Plenary and Keynote Sessions

Event Title

Capacity, Institutions and Innovations for Sustainable Development in Rangelands/Grasslands

Description

Rangelands occupy 54% of all land and are found on all continents. They are rich in biodiversity and simultaneously support the production of high-quality animal protein: 84% of the rangelands are used for livestock production. Rangelands provide incomes to millions of households, many of which derive income and other benefits from a combination of livestock and natural goods and services. Sustainable management of rangelands depends on understanding rangeland ecology, and specifically the interactions—positive and negative—between livestock herding and ecosystem, health.

Rangelands management fundamentally revolves around the management of herds to generate specific interactions between animals and vegetation, promoting the benefits and avoiding the risks associated with grazing. Degradation of rangelands is often attributable to changes in the way herders manage their livestock, and it can be driven, amongst other things, by changes in the availability of resources (e.g. due to changes in climate or in infrastructure), changes in the presence of threats (such as diseases or insecurity), and changes in decisions made by governing institutions (e.g. through emergence of new decision-making structures or weakening of customary institutions).
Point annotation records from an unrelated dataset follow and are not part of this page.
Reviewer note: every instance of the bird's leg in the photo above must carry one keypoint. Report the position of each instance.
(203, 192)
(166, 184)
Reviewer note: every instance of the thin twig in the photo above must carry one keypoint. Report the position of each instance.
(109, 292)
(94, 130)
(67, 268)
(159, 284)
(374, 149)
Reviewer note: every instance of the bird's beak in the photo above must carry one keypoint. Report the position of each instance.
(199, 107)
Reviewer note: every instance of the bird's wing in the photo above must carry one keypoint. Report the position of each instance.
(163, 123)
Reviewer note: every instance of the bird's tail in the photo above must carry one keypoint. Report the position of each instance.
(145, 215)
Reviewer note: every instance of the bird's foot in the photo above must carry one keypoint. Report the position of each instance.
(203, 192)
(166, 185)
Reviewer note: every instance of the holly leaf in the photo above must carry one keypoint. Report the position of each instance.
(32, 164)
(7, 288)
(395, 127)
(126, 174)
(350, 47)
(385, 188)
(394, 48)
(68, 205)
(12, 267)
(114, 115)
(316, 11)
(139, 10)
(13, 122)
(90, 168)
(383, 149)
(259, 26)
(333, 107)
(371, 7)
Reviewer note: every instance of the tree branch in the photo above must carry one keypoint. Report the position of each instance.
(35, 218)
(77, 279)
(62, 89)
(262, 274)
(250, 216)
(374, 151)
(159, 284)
Development and modernisation in most countries has affected availability of rangeland resources (e.g. more water points, more markets and other amenities, new roads, and access to imported fodder) and has influenced the presence of threats (improved security, access to veterinary services (deworming), and pest control (tsetse)). As a result, mobility is less influenced by ‘environmental’ factors and this places new pressures on institutions to determine herd movements. In many rangelands this is taking place in parallel with weakening of those institutions, creating the need for innovations in the way institutions are enabled to govern rangeland management. Rangeland restoration and sustainable land management are therefore a challenge for institutional innovation above all.

The concept of ‘sustainable land management’ in a rangeland context should begin with institutions and behaviours rather than technologies and practices. This recognises that the integrity and sustainable use of land resources and water is inextricably linked to functional traditional, local and other institutions. Furthermore, sustainable rangelands management cannot be achieved without pastoralists securing their resource rights, and specifically their management rights. Development partners can support sustainable rangelands management by fostering partnership between the public sector and pastoral communities, building legitimacy and trust, strengthening representation, ensuring equitable governance changes, and building the most relevant capacities for institutional innovation.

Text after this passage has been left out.